Risk of relapse meets legal test
Judge Alain Tardiff (Bruno Maltais v. The Queen) also recognized that individuals living with psychotic illnesses did not exhibit these symptoms continuously. Instead, he ruled that Mrs. M. was eligible for the DTC stating that:
“The vulnerability for a relapse was always present even though the outward signs are not always visible or apparent. Moreover, a person who has such a disability may break down at any time without there being any indications or warning signs.”
Judge Lucie Lamarre allowed the appeal because of the risk of a relapse. “It is true,” she stated the following in her ruling:
“… at certain times, the Appellant regains a certain psychological balance… He can do odd jobs around the house or even play on the computer. But the evidence is sufficient to say that this balance is fragile and that the possibilities for relapse into a psychotic state are always there. Moreover, in the event of doubt, the courts have agreed to grant the benefit of the doubt to the taxpayer.”
Inability to live and function independently and competently
Although the requirement for the DTC for people markedly restricted in mental functions in 1999 included continuous supervision and inability to look after personal care, Judge Diane Campbell (Buchanan v. The Queen) disagreed. She concluded that the Appellant’s bipolar disorder was severe enough to allow the credit, providing the following explanation:
“Although the Appellant is certainly able to operate adequately in some areas, his impairment permeates his entire existence. The facts support that while engaged in some seemingly rational activity to an outsider, all other thought processes are exploding in an array of erratic, bizarre and potentially harmful activities. However, the Appellants’ ability to perceive, think and remember, although not non-existent, is of such a severity that his entire life is affected to such a degree that he is unable to perform the necessary mental tasks required to live and function independently and competently.”
Severe depression and panic attacks qualify for the DTC
The CRA recognized that Barbara Cohrane's diagnosis of clinical depression in 2005 along with severe anxiety and panic attacks were severe enough to qualify for the DTC. However, when she was asked to requalify for the tax credit, the CRA denied her claim even though the medical information in Form T2201 for 2016 was identical to the previous one and signed by the same doctor.
In Cochrane v. The Queen, the Honourable Justice Bruce Russell accepted her testimony and noted that she met the legal test for “all or substantially all of the time.”

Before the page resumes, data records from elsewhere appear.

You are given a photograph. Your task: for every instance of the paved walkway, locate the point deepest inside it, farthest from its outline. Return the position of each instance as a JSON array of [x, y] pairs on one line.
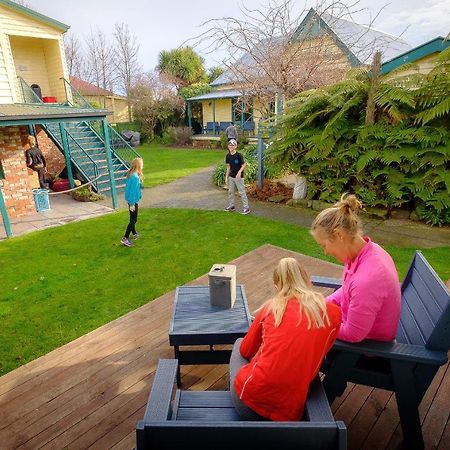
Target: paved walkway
[[197, 191]]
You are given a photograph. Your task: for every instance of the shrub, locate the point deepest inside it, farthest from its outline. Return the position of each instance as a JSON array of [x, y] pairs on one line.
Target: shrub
[[400, 159]]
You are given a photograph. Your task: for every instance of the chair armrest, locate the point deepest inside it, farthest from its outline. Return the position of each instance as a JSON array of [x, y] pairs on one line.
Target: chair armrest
[[335, 283], [159, 400], [394, 350], [317, 408]]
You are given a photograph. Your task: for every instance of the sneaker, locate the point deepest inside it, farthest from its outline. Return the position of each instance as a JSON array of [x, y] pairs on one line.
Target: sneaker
[[126, 242]]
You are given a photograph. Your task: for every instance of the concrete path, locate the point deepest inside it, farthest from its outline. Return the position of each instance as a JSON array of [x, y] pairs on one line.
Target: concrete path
[[197, 191]]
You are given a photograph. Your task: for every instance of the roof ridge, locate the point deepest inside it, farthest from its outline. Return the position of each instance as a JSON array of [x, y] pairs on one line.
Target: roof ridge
[[369, 28]]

“Dr. MacDonald has made a diagnosis of “severe depression & anxiety”, having the effect of “acrophobia & panic attacks [and] very restricted activity”. The prescribed form that Dr. MacDonald signed gives as one example of “markedly restricted in the mental functions necessary for everyday life” that “Your patient is unable to leave the house, all or substantially all of the time, due to anxiety, despite medication and therapy.”
“….All of this establishes that Ms. Cochrane at all relevant times has had a severe and prolonged impairment (severe depression and anxiety) causing her to largely be unable to leave her house. That is indicative of a marked restriction in mental functions necessary for everyday life, being a basic activity of daily living.